For further details see the Zilog CPU datasheet.


This is the motherboard’s Random Access Memory (RAM). Although this is a 128k byte RAM chip, the Z80 CPU can only ‘see’ 64k bytes at any given time. The second 64k bytes can be selected in software, but it is quite difficult to use. In practice, it is likely that only 64k will generally be used.


This is the motherboard’s Read-Only Memory (ROM). The specific type listed is a Programmable Read-Only Memory (PROM), meaning it can have its contents (Firmware) programmed in with a PROM programmer. The contents then remain fixed even when power is removed. The device specified above cannot be erased and re-programmed.

In order for a computer to do anything useful, it needs some program code to execute. Even reading a program from a disk drive requires program code to perform that read. Thus a computer needs some program code permanently available to execute when it is first switched on. This is the function of the ROM chip.

This card has been designed to have the Small Computer Monitor installed in the ROM chip, although any compatible code can be used instead.


This integrated circuit is an 8-bit addressable latch. It has eight outputs that can be individually turned on and off. These are all cleared to a low level (logic zero) by a hardware reset. The partially decoded port address signal from U5 is used to enable the latching of data to this chip. The required output is determined by the address lines A3, A4, and A5, and the signal latched to that output is determined by data line D0. The output port addresses, expressed in binary, are thus:

7654 3210
Address in
00XX X0XXPartially decoded address enabled U5
0000 00XX0x00 to 0x03Not used
0000 10XX 0x08 to 0x0B Status LED (low = on)
0001 00XX 0x10 to 0x13 Not used
0001 10XX 0x18 to 0x1B Not used
0010 00XX 0x20 to 0x23 Serial port, request to send (RTS)
0010 10XX 0x28 to 0x2B Serial port, transmit data (TXD)
0011 00XX 0x30 to 0x33 RAM bottom 64k selected (active low)
0011 10XX 0x38 to 0x3B ROM selected (active low)


This forms part of the address decoding and RAM/ROM paging circuit. The integrated circuit contains three 3-input OR gates.

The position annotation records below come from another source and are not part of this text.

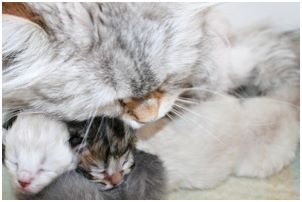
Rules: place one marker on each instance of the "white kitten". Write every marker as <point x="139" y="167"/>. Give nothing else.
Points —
<point x="256" y="138"/>
<point x="37" y="151"/>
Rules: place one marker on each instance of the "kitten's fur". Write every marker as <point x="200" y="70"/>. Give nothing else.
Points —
<point x="132" y="60"/>
<point x="37" y="150"/>
<point x="107" y="150"/>
<point x="146" y="181"/>
<point x="254" y="137"/>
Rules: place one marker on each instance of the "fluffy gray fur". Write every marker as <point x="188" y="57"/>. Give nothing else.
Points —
<point x="146" y="181"/>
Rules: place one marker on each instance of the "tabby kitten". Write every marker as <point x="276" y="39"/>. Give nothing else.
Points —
<point x="147" y="180"/>
<point x="133" y="60"/>
<point x="105" y="147"/>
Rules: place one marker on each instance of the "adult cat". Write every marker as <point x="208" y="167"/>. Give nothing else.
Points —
<point x="132" y="60"/>
<point x="203" y="145"/>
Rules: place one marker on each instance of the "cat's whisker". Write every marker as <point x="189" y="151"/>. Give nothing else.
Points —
<point x="186" y="101"/>
<point x="223" y="121"/>
<point x="197" y="124"/>
<point x="242" y="98"/>
<point x="170" y="117"/>
<point x="87" y="130"/>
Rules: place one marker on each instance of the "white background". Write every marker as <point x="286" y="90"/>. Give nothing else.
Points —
<point x="282" y="16"/>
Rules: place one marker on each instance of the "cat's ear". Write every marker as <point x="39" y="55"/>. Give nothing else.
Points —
<point x="22" y="29"/>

Two of them are combined to partially decode the output port addresses used by this card. The third decodes an active low ROM select signal. The partially decoded output port address is 00XXX0XX, expressed in binary with ‘X’ indicating a bit that can be in either state. This signal is further refined by integrated circuit U4.


This oscillator provides the main 7.3728 MHz processor and bus clock.